Те, кто уже закончил регистрацию, могли пройти на свои места. Джеф окинул взглядом лётное поле и, не раздумывая, пошёл вперёд. Почему-то казалось – раньше сядешь, раньше выйдешь. Полновесная иллюзия. Самолёт всё равно взлетит по расписанию.
Он вдруг подумал, что, возможно, это тоже испытание. А возможно, это ему знак того, насколько он изменился. Ведь десять, пять, да что там – ещё года два назад он не смог бы спокойно сесть в самолёт. Его бы просто трясло. Вовсе не потому, что страшно. Просто – больно. Немыслимое испытание, когда израненная душа наблюдает за собой: как она сама корчится, если любая мелочь напоминает о прошлом, обжигает и мучит. А теперь он готов к этому экзамену на стойкость. Николь помогла ему.

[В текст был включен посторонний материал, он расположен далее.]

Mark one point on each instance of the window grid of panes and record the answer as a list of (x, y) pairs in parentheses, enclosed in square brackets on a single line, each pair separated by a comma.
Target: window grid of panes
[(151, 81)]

Он закрыл глаза, чтобы не видеть, как знакомо убегает вниз земля.
Джеф. Ты просто мечтатель. Переборки немного подрагивали от сотрясения. Давно забытое ощущение внутри – сладость взлёта. Какие к чёрту наслоения реальностей! Пусть этим развлекаются те, кто хочет заниматься любым видом самообмана. Он ни за что на свете не пошёл бы напрашиваться к экипажу в зрители на взлёт или посадку, что бы снова вообразить себя за штурвалом! Болтающийся за спиной любопытствующий – что может быть хуже?
Джеф поёрзал на сиденье, устраиваясь поудобнее. Спать не хотелось, хотелось увидеть Николь. Перед его отъездом она очень нервничала, он ясно это ощущал. Каждый её жест выдавал это отчаянное беспокойство. Она оглядывала Джефа с таким выражением, словно он сказал, что собрался обойти все казино в Лас-Вегасе. Джеф пытался ей объяснить: всё в порядке, убеждая её в том, что всё его путешествие займёт, в общей сложности, часов восемь. Переночует там и завтра во второй половине дня будет дома. Николь соглашалась, даже улыбалась, но глаза оставались тревожными, ищущими. Она гладила его по голове, по лицу такими движениями, что ему становилось холодно где-то внутри и начинали подрагивать пальцы. Что бы он ни говорил, какие аргументы бы он не использовал, для неё это обозначало только одно: РАЗЛУКА.